Integrating Early Recovery
During and immediately after a crisis, urgent action is required to save lives. At the same time, from the start of humanitarian, time critical interventions which lay the foundations for sustainable recovery and a speedy return to longer term development are also imprerative. Integrating early recovery means that successful practices for the integration of Early Recovery in humanitarian response are context specific, with key variables depending on: the type of crisis, the capacity and leadership role played by clusters and governments, the existing resilience of affected communities, and the pre-crisis engagement of the international community.
Early Recovery cuts across all sectors whether in conflict or natural disasters, or refugee or IDP settings, concerning displacement, return or reintegration.

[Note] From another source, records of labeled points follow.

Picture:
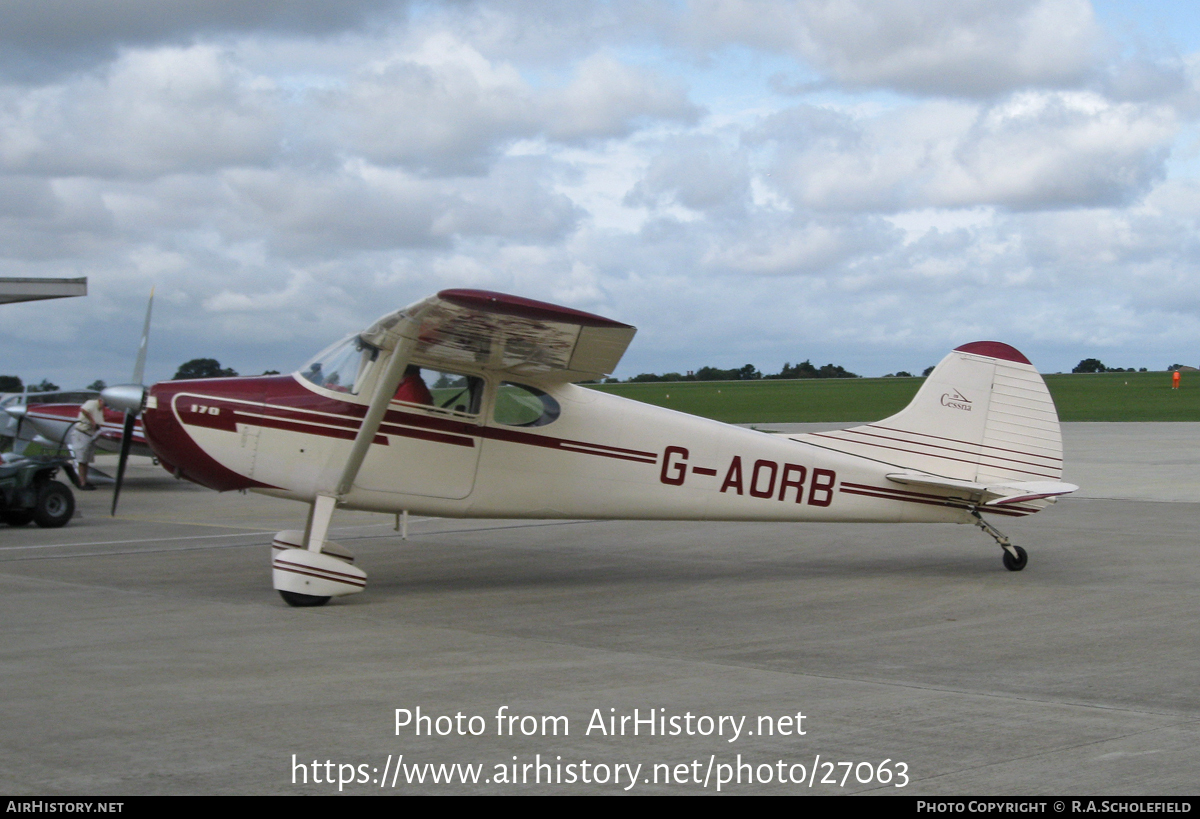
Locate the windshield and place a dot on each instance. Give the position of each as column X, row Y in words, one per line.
column 343, row 366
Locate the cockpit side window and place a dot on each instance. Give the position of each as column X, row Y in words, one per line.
column 342, row 368
column 441, row 389
column 519, row 405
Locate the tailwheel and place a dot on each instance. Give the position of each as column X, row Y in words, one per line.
column 310, row 601
column 1015, row 563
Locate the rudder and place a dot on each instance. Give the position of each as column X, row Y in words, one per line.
column 984, row 414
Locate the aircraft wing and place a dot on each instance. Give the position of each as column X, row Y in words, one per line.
column 505, row 334
column 988, row 495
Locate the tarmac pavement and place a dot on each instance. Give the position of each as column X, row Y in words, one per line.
column 147, row 653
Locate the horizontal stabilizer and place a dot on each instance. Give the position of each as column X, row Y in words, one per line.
column 993, row 495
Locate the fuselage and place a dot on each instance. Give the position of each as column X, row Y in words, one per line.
column 594, row 455
column 53, row 422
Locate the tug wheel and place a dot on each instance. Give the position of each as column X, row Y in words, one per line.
column 55, row 504
column 1015, row 563
column 299, row 601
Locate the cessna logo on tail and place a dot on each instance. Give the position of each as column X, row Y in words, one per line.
column 955, row 400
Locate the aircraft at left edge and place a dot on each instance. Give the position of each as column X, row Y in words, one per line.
column 498, row 428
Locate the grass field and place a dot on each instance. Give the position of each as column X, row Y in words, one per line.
column 1101, row 396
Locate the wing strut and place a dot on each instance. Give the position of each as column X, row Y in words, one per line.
column 322, row 509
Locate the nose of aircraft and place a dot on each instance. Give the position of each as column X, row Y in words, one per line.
column 126, row 398
column 175, row 446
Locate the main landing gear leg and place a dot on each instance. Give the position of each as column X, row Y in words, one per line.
column 307, row 569
column 1014, row 556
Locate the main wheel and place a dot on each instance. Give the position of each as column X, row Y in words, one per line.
column 55, row 504
column 1015, row 563
column 18, row 518
column 303, row 601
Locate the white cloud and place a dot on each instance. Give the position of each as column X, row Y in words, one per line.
column 955, row 47
column 150, row 112
column 1031, row 150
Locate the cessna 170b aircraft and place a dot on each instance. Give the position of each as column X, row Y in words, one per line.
column 504, row 431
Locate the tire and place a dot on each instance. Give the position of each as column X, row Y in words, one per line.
column 299, row 601
column 55, row 504
column 18, row 518
column 1018, row 563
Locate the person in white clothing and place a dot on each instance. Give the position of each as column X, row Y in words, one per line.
column 82, row 440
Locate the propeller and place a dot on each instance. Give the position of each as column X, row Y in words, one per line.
column 131, row 399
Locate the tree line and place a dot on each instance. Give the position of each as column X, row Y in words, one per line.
column 805, row 369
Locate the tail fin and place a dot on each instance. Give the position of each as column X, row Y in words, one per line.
column 983, row 416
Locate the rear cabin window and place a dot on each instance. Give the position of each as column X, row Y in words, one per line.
column 517, row 405
column 439, row 389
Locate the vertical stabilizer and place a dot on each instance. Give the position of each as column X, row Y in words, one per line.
column 983, row 414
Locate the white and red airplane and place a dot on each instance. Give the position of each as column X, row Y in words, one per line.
column 51, row 423
column 504, row 431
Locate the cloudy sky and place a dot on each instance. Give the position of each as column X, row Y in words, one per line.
column 869, row 183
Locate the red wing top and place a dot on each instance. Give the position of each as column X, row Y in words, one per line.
column 507, row 334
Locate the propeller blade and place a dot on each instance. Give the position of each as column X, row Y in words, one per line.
column 126, row 442
column 139, row 368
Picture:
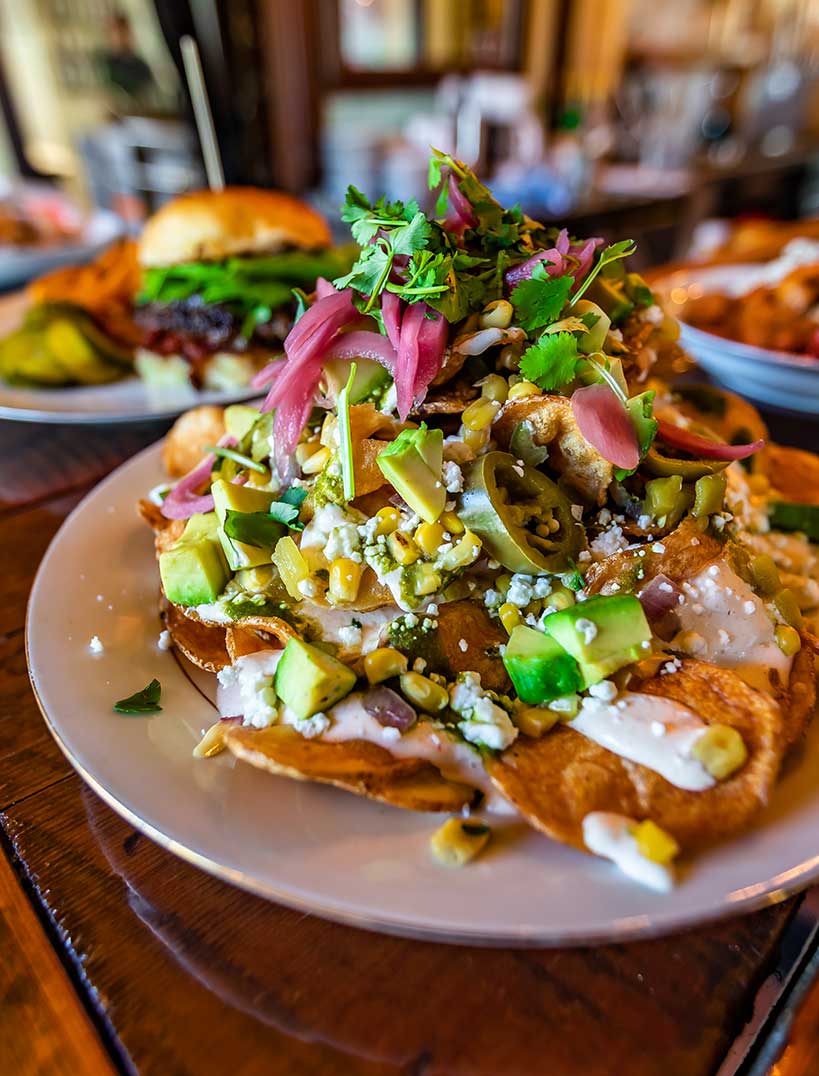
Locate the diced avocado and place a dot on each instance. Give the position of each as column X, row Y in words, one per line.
column 240, row 498
column 791, row 517
column 369, row 377
column 603, row 634
column 539, row 667
column 412, row 465
column 194, row 570
column 310, row 680
column 595, row 337
column 239, row 420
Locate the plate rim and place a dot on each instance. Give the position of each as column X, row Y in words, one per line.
column 765, row 893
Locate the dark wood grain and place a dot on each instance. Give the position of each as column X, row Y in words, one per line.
column 44, row 1030
column 192, row 971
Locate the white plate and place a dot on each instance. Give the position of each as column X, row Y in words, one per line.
column 316, row 848
column 127, row 400
column 772, row 378
column 20, row 264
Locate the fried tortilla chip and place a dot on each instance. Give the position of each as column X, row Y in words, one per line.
column 569, row 453
column 555, row 781
column 799, row 698
column 792, row 472
column 686, row 552
column 183, row 447
column 357, row 766
column 468, row 640
column 205, row 645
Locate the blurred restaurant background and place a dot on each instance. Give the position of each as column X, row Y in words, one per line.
column 623, row 117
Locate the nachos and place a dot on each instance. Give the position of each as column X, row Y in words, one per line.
column 474, row 553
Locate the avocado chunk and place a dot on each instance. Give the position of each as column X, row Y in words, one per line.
column 412, row 465
column 194, row 570
column 539, row 667
column 240, row 420
column 309, row 680
column 369, row 378
column 603, row 634
column 227, row 496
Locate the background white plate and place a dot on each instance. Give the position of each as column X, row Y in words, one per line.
column 127, row 400
column 772, row 378
column 316, row 848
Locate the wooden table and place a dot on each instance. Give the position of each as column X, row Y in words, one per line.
column 116, row 957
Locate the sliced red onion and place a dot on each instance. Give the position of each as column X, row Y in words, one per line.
column 460, row 213
column 363, row 344
column 552, row 258
column 703, row 447
column 323, row 288
column 604, row 422
column 406, row 367
column 389, row 708
column 659, row 596
column 432, row 344
column 392, row 310
column 266, row 377
column 584, row 255
column 183, row 500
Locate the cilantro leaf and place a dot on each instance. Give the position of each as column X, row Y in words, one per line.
column 141, row 702
column 609, row 254
column 551, row 362
column 539, row 300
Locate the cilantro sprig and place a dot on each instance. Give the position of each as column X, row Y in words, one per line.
column 539, row 300
column 622, row 250
column 141, row 702
column 551, row 362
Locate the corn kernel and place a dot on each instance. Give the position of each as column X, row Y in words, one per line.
column 496, row 315
column 306, row 450
column 721, row 750
column 292, row 566
column 561, row 598
column 428, row 536
column 403, row 549
column 765, row 575
column 212, row 742
column 480, row 414
column 788, row 639
column 344, row 579
column 510, row 616
column 383, row 663
column 522, row 390
column 451, row 523
column 495, row 387
column 788, row 608
column 457, row 841
column 534, row 720
column 315, row 463
column 476, row 439
column 426, row 579
column 424, row 693
column 464, row 553
column 654, row 843
column 387, row 520
column 510, row 356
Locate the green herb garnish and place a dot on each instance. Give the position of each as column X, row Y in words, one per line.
column 225, row 453
column 539, row 300
column 622, row 250
column 142, row 702
column 551, row 362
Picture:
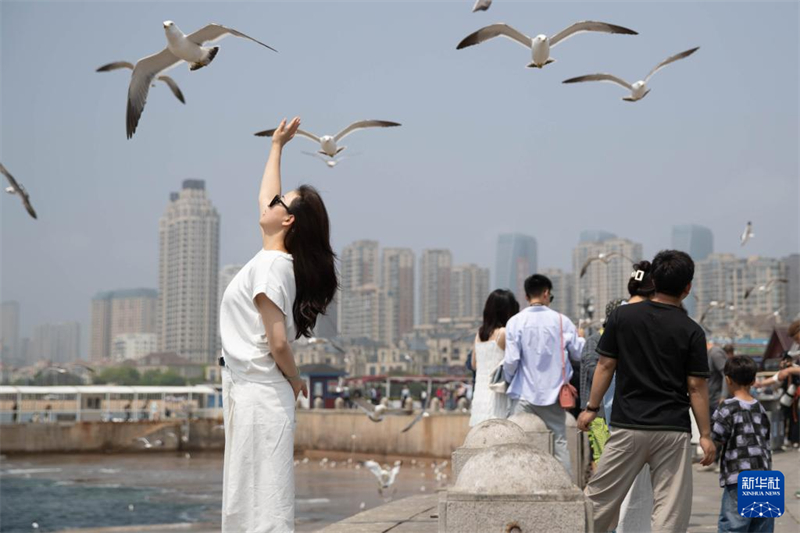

In 2015, 47% of all projects submited in humanitarian response plans were related to early recovery (Global Early Reocvery Overview 2015). Early Recovery is a broad process that relates to development concerns and issues in a humanitarian setting. This could mean maintaining stability as much as possible in the midst of a crisis (supporting market systems, livelihoods, returning lost assets rapidly to affected communities, conflict sensitive programming). It means bringing national and local authorities into the response as early as possible. This provides the platform for recovery to start rapidly after the crisis and for communities to be more resilient to a crisis.
The global Food Security Cluster closely collaborates with the Global Early Recovery Cluster.